AICA-SC reports: Interview with Shirley RufinFriday, January 18th, 2013 Categories: Interview, Updates
Dominique Brebion, founding member of AICA- Southern Caribbean and the arts advisor to the Regional Cultural Affairs Board of Martinique, interviews emerging photographer Shirley Rufin.
Dominique Brebion: How do you define your work and artistic practice?

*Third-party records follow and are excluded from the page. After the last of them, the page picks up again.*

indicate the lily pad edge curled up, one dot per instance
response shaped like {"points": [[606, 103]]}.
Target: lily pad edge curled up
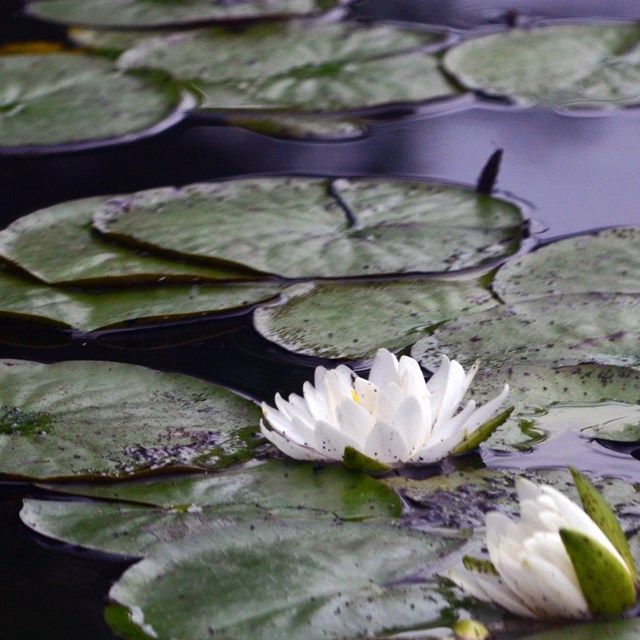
{"points": [[393, 418]]}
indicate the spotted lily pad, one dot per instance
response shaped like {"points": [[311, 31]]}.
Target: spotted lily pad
{"points": [[142, 514], [307, 228], [298, 65], [311, 319], [143, 13], [595, 65], [551, 331], [262, 580], [607, 261], [77, 100], [107, 419], [57, 245], [87, 311]]}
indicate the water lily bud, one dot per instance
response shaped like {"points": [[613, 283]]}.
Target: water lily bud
{"points": [[395, 417], [557, 560]]}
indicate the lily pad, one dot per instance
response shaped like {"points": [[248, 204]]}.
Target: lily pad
{"points": [[77, 100], [108, 419], [145, 513], [57, 245], [310, 319], [23, 298], [298, 65], [168, 13], [261, 580], [307, 228], [460, 499], [588, 65], [552, 331], [607, 261]]}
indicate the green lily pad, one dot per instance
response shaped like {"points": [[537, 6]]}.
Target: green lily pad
{"points": [[79, 100], [85, 311], [142, 514], [57, 245], [607, 261], [598, 401], [293, 579], [310, 319], [599, 328], [108, 419], [165, 13], [308, 228], [589, 65], [298, 65], [460, 499]]}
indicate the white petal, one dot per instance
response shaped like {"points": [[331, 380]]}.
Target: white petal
{"points": [[408, 421], [331, 442], [386, 445], [354, 421], [288, 447], [384, 369]]}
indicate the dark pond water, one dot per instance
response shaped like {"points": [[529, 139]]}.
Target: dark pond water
{"points": [[576, 172]]}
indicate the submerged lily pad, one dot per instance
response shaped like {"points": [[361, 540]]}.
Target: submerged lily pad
{"points": [[307, 228], [262, 580], [57, 245], [552, 331], [142, 514], [108, 419], [23, 298], [142, 13], [299, 65], [311, 319], [591, 65], [607, 261], [79, 100], [595, 400]]}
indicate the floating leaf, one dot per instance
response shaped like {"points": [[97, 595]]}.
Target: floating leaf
{"points": [[607, 261], [285, 579], [167, 13], [551, 331], [298, 65], [72, 99], [86, 311], [144, 513], [311, 319], [57, 245], [299, 228], [101, 418], [572, 66]]}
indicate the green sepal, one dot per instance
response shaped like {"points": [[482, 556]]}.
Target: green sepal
{"points": [[471, 630], [471, 441], [354, 459], [600, 512], [479, 565], [605, 583]]}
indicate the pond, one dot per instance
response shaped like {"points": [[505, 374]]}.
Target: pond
{"points": [[568, 170]]}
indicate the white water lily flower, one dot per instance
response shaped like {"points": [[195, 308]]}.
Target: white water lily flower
{"points": [[554, 562], [394, 417]]}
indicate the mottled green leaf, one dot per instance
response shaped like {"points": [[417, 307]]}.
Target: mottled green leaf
{"points": [[286, 579], [573, 66], [75, 99], [57, 245], [299, 65], [86, 310], [302, 228], [108, 419], [607, 261], [156, 13]]}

Shirley Ruffin: My work questions both our perception of nudity and how to use best the photographic medium. I deal with nudity as a common taboo in our Martinican post-colonial society, which otherwise witnesses the excessive exposure of the Carnival period. The starting point of my work is the scandal caused in the nineteenth century by the naked woman in Edouard Manet’s Déjeuner sur l’Herbe –Lunch in the Meadow- which I used for my final exams as a three-dimension remix in a feminine perspective reversing the roles: in my version it is the man who is naked. My work questions the contemporary practices of the remix, of sociological investigation and photographic experimentation.

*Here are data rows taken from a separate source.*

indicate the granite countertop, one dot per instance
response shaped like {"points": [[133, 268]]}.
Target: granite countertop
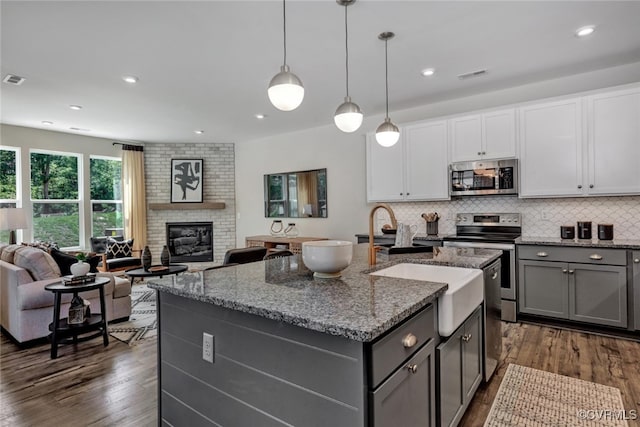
{"points": [[357, 305], [590, 243], [419, 236]]}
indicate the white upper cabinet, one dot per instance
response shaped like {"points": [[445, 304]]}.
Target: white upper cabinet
{"points": [[416, 168], [427, 168], [551, 149], [490, 135], [385, 171], [587, 146], [614, 143]]}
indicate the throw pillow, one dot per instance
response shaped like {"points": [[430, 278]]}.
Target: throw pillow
{"points": [[63, 260], [116, 249], [99, 244], [37, 262]]}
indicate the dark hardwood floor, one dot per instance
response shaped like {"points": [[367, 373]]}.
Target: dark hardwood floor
{"points": [[116, 386]]}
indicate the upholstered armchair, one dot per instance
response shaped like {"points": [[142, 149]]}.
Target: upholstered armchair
{"points": [[117, 254]]}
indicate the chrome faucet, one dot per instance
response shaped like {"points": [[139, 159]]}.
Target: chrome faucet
{"points": [[394, 224]]}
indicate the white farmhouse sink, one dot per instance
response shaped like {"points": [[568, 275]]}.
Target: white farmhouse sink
{"points": [[464, 294]]}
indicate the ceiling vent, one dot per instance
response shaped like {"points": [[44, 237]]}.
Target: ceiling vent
{"points": [[13, 79], [477, 73]]}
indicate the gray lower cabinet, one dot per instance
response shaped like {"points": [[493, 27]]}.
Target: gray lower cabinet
{"points": [[270, 373], [459, 367], [407, 398], [591, 291], [635, 260]]}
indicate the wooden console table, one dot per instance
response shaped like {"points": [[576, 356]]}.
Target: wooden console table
{"points": [[294, 244]]}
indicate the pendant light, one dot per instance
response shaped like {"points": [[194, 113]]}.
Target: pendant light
{"points": [[348, 116], [387, 133], [285, 89]]}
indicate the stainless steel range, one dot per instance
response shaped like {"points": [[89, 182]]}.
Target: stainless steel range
{"points": [[493, 231]]}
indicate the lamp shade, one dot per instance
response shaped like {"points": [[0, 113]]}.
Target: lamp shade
{"points": [[285, 90], [13, 219], [387, 133], [348, 117]]}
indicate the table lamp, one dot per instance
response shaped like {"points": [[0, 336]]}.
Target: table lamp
{"points": [[13, 219]]}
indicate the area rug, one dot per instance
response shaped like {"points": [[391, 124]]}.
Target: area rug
{"points": [[142, 323], [530, 397]]}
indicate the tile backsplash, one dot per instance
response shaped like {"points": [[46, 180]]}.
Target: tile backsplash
{"points": [[540, 217]]}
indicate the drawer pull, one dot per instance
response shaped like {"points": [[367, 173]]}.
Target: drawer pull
{"points": [[409, 340]]}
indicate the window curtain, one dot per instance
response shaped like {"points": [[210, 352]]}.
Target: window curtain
{"points": [[134, 202]]}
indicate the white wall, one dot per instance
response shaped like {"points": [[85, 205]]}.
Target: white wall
{"points": [[344, 155]]}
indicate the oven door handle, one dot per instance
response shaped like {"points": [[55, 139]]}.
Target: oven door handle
{"points": [[500, 246]]}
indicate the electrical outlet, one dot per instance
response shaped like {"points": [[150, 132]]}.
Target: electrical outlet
{"points": [[208, 347]]}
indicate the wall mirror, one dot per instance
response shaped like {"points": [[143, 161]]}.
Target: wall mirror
{"points": [[296, 194]]}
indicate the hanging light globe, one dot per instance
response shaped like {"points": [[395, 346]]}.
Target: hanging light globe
{"points": [[348, 116], [387, 133], [285, 90]]}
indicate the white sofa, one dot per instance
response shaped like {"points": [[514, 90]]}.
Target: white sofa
{"points": [[26, 308]]}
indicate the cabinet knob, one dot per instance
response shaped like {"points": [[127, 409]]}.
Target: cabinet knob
{"points": [[409, 340], [413, 368]]}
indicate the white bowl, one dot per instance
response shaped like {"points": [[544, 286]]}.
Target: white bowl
{"points": [[327, 258]]}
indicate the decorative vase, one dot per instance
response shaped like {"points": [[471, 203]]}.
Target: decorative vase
{"points": [[146, 258], [79, 268], [165, 256], [76, 311]]}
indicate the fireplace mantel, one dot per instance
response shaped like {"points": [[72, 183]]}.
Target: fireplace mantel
{"points": [[186, 206]]}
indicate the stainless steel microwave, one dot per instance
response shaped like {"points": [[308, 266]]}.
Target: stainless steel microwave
{"points": [[484, 177]]}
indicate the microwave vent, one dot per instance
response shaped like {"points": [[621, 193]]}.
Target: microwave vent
{"points": [[472, 74], [13, 79]]}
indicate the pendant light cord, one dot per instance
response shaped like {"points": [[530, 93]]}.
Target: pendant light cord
{"points": [[346, 46], [284, 29], [386, 78]]}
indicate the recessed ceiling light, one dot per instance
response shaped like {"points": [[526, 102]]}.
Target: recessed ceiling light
{"points": [[428, 72], [130, 79], [585, 31]]}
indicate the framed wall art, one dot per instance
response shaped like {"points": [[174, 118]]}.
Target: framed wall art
{"points": [[186, 180]]}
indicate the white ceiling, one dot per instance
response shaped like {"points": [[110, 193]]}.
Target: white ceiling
{"points": [[207, 64]]}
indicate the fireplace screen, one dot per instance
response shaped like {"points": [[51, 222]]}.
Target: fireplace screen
{"points": [[190, 241]]}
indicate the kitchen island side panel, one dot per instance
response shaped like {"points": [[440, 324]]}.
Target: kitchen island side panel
{"points": [[265, 372]]}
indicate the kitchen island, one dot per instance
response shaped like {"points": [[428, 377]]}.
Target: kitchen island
{"points": [[288, 349]]}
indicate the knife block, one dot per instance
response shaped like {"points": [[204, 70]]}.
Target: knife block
{"points": [[432, 228]]}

DB: You mention experimenting with photography. Can you expand on this aspect of your research and creativity?
SR: Body metamorphosis, distorting the body to make it anonymous and impossible to identify, become for me, a way to confront the taboo of nudity. The use of a camera allows me to operate this device in several steps. Starting from a classical photo on paper which is burnt with acid and then pressed under a copper plate, the body alteration is achieved. Finally, I take a digital photograph which is enlarged and printed on Plexiglas to reveal the work. What is left are isolated remains on a dark background, a vain chimera.

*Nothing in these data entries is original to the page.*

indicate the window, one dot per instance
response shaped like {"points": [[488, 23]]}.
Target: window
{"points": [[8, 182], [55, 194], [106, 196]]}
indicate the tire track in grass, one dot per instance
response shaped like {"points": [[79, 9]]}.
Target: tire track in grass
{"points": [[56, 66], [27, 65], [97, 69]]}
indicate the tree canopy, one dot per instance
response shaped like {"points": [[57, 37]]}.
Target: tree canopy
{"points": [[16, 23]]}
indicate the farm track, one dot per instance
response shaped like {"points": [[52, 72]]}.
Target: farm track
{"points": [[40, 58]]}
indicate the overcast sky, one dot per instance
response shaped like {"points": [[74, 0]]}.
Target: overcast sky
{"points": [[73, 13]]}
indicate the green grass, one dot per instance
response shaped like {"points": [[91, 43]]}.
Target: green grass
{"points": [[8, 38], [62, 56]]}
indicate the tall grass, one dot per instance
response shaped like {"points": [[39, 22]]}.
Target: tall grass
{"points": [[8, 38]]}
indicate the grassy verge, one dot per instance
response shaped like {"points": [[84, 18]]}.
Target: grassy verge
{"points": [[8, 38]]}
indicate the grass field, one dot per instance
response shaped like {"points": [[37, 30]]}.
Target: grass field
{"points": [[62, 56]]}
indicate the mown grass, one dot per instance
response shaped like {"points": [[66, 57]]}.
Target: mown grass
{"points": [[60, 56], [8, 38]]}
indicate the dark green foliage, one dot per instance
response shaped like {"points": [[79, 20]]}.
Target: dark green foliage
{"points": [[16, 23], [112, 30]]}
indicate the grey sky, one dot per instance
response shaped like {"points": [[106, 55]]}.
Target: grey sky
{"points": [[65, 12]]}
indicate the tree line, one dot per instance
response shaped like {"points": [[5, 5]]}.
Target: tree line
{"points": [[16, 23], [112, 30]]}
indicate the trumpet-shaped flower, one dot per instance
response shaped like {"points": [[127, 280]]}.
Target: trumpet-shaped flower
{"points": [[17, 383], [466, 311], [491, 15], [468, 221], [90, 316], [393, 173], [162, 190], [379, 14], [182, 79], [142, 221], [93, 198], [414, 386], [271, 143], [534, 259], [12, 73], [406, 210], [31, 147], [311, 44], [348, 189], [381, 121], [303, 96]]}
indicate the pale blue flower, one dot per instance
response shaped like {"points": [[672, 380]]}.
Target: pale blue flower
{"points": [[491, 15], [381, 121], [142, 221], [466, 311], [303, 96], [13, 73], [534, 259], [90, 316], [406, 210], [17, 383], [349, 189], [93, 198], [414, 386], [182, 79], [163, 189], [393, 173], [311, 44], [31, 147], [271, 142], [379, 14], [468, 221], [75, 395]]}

Vain means pretentious and narcissistic; like a Narcissus venerating his own beauty undoubtedly, but also reminiscent of this category of still life, Vanitas, or allegories of the precariousness of our life.
DB: Is there some part of chance in producing such pictures?
SR: There is much less accident today because I learnt how to master the process. After many unexpected discoveries while experimenting, I learnt to control the process of alteration achieved through the placement and consideration of acid, copper and time.
DB: You use the term Mental archeology to describe the images, what exactly are you referring to?
SR: Mental archeology –or mental images- means that we must understand the memorized or imagined representations from our brains that have been formed without direct visual stimulation. If this mental imagery is not the direct result of perception, it is otherwise based on our past visual activity and combines with our own capacity of imagination to produce new mental images. So, with this notion we must associate the representations of objects, ideas and concepts, as well.
I associate this ‘mental archeology’ with the notion of reconstitution as the images make up the fully artificial recreations of something in order to reproduce an aspect or a particular state of mind. These images have a double nature as they come from the conscious and/or unconscious part of us.